The holistic comfort model (HCM) returns a comfort indicator value. It is used by the assessment framework, developed in D1.2., which provides a user-centric assessment of the energy use of a car cabin and climate control system while ensuring it meets expectations for comfort and safety. Details regarding the HCM and its creation process are part of Report 1.3.

Objective
The three main objectives of the task that led to the HCM are:

  • Context understanding (further described in previous achieved results):
    • develop a contextual understanding of holistic comfort from a psychological perspective.
  • Development of methods (further described in previous achieved results)
    • overall methods allowing comparability and generalisability and replicability of the data collection over the five study locations
    • individual study methods allowing to assess influences on holistic comfort of factors identified
  • Analysis and mathematical modelling:
    • data-driven approach was taken: we didn’t theorise any particular model and we didn’t insist that any particular aspects were important – we wanted the data to speak for itself
    • only include comfort aspects shown to be significant
    • predict subjective comfort significantly more accurately compared with the base comfort model

The methods consist of:

  • alignment of contextual understanding of holistic comfort
  • a defined set of comfort factors that will be manipulated in at least one of the five study
  • environmental factors and individual factors that have to be treated as independent variables in the studies (including a description of target levels and measurement set-up when relevant)
  • a list of dependent variables to be collected
  • general guidelines regarding procedures to follow in the studies, including questionnaire templates allowing to collect data regarding dependent variables and certain individual factors
  • analysis of the acquired datasets

Table 1: Factors and dependent variables considered in the overall methods

 

Results
Key results of this activity include:

  1. The DOMUS consortium collected and summarised experimental datasets from each of the 5 involved partners, involving a total of 149 participants over an elapsed duration of 242 hours (see details in Table 2).
  2. We produced comparative results for a series of models and a variety of sub-selections of the experimental datasets. The full aggregated dataset produces a binary comfort classifier with Logistic Regression that 78% of the time is accurate.
  3. In comparison, the baseline thermal comfort model was only able to correctly predict comfort 58% of the time for the same dataset.
  4. This deliverable provides the model parameters and associated equations for the best performing model.
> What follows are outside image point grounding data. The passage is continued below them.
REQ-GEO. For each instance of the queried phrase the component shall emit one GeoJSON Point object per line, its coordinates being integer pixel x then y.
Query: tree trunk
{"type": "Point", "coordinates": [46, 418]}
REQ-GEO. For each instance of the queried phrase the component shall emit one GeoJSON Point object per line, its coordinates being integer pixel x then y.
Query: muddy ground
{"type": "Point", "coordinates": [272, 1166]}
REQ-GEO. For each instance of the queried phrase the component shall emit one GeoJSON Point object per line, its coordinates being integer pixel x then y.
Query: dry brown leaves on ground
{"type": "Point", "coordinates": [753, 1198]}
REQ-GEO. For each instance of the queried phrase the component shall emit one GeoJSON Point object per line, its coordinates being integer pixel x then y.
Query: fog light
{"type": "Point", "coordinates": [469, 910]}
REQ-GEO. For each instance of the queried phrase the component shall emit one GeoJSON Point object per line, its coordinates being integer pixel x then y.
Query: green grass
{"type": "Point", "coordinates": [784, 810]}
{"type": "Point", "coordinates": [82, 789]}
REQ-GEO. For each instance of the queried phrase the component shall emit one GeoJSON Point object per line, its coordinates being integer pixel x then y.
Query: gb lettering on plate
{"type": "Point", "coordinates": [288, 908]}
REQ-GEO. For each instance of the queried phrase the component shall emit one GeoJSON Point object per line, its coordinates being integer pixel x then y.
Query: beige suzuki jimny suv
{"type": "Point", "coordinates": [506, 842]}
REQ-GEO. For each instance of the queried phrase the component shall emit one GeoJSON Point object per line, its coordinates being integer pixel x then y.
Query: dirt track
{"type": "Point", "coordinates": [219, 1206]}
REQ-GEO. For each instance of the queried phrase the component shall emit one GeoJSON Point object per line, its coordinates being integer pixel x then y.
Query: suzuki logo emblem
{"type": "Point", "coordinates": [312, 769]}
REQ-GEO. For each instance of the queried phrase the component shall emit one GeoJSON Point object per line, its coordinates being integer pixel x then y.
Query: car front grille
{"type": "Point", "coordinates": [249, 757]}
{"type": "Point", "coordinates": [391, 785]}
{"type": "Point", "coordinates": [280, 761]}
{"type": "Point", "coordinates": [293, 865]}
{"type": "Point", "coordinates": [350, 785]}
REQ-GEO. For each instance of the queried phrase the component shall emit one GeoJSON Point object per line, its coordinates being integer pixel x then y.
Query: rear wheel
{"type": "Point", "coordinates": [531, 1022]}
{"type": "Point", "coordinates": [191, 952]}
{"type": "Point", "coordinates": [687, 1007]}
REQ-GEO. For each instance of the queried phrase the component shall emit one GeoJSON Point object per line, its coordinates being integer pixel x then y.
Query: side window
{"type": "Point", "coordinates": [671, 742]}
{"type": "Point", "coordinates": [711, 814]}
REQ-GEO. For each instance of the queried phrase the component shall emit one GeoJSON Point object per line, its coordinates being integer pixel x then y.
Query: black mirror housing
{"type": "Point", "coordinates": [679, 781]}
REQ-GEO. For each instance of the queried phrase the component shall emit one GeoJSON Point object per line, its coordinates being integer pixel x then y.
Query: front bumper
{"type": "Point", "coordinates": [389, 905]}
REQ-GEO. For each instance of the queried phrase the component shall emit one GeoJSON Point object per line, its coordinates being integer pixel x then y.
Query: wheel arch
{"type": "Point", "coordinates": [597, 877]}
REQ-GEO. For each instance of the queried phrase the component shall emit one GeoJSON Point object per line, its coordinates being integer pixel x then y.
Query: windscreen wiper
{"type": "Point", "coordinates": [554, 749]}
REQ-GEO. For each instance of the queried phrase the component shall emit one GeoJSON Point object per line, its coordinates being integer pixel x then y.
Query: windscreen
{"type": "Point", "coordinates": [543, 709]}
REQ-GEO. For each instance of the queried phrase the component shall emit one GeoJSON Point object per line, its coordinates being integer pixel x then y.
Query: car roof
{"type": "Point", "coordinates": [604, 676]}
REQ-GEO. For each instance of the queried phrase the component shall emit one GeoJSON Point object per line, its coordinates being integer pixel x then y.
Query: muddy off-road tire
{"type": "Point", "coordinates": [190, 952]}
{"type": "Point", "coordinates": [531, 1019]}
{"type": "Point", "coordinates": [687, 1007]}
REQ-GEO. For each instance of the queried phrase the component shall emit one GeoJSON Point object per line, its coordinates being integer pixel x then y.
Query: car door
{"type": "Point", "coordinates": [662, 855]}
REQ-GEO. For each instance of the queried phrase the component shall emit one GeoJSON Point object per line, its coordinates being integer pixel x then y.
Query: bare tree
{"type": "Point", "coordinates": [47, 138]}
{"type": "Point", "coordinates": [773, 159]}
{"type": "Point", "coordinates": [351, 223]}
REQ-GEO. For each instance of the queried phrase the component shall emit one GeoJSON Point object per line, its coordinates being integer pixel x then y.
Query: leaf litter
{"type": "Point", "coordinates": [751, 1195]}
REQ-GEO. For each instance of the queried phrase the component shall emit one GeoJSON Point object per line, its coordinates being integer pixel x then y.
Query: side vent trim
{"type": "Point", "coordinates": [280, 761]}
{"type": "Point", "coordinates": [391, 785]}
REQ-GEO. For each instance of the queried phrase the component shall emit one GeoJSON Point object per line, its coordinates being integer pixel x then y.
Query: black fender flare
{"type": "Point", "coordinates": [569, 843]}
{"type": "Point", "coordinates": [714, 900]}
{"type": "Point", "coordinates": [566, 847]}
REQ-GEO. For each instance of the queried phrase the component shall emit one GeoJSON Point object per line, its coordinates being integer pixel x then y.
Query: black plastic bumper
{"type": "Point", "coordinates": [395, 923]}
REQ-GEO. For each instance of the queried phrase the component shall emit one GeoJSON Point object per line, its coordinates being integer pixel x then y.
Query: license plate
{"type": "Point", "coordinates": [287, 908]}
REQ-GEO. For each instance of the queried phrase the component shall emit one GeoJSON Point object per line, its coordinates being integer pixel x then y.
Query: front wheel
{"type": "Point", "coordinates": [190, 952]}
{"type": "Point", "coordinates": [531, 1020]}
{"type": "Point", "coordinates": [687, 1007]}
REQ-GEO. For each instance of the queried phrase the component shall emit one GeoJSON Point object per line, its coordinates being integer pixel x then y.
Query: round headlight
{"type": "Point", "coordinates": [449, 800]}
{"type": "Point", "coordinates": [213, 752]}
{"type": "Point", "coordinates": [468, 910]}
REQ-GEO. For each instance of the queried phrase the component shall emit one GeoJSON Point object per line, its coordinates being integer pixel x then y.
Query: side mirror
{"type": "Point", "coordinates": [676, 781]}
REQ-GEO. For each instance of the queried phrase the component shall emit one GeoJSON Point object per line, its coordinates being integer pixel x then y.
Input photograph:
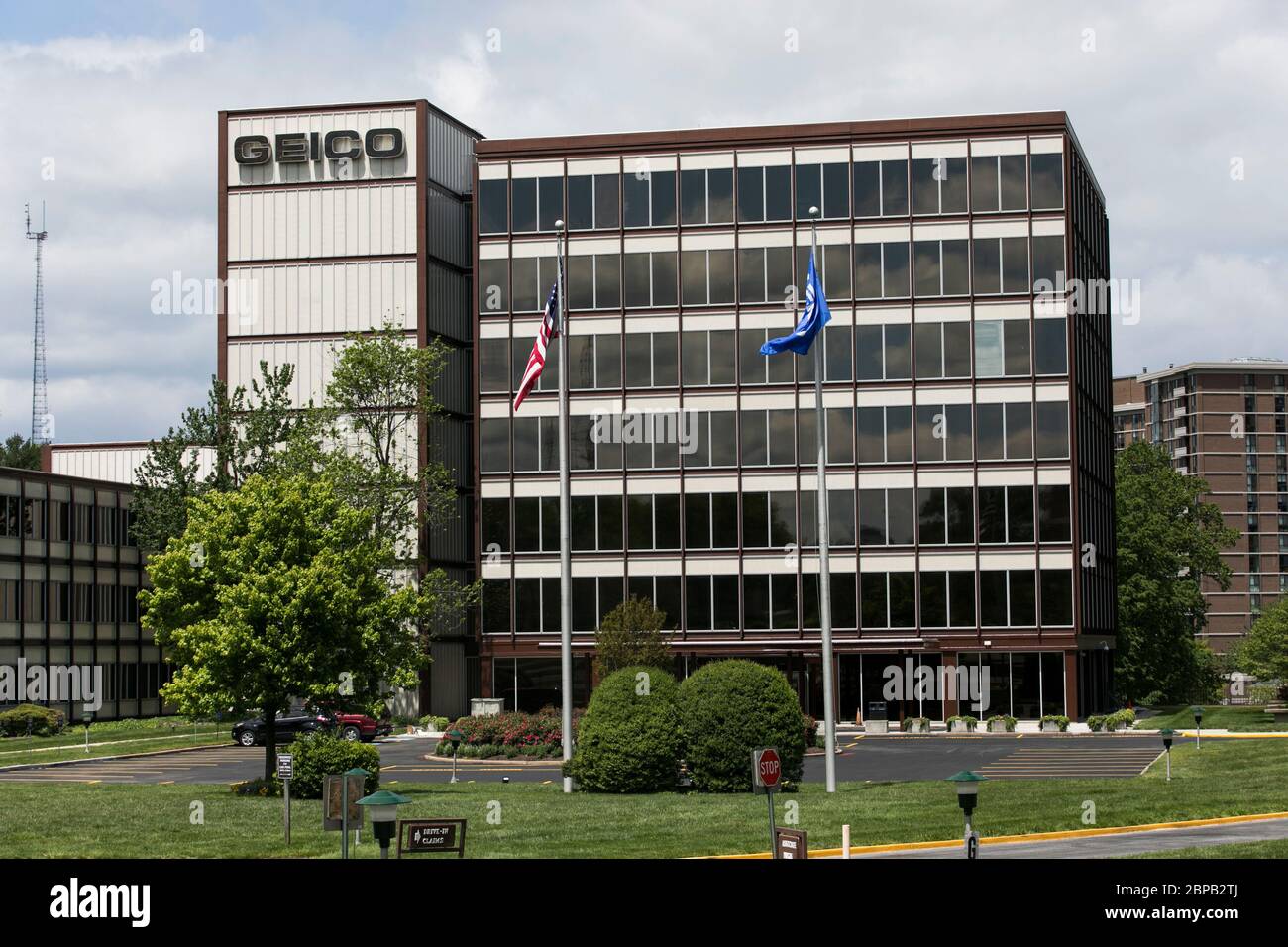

Critically, taking into account holistic factors other than just thermal ones is significantly better than just using a thermal model – even when estimating subjective thermal perception. Some of the most important factors identified include: the thermal comfort of the head region, the recent external exposure time, and gender.

Due to the novelty of the approach, there were naturally some methodological issues, and the resulting model should be considered a version 1 rather than a final answer. Clearly more work is needed but a clear starting point has been established.

Table 2: Overview of experimental work in terms of participants and duration

 

Looking at the DOMUS project, the holistic comfort model meet the requirements set out in the objectives for this part of the project and provided a strong foundation of the DOMUS work to build upon, namely:

  • The comfort indicatoroutputs are used in the assessment framework for virtual assessment (Result category 2).
  • The model contributed to the definition of sensors sets and additional active comfort components as well as to the definition of user-centred control strategies (Result category 5).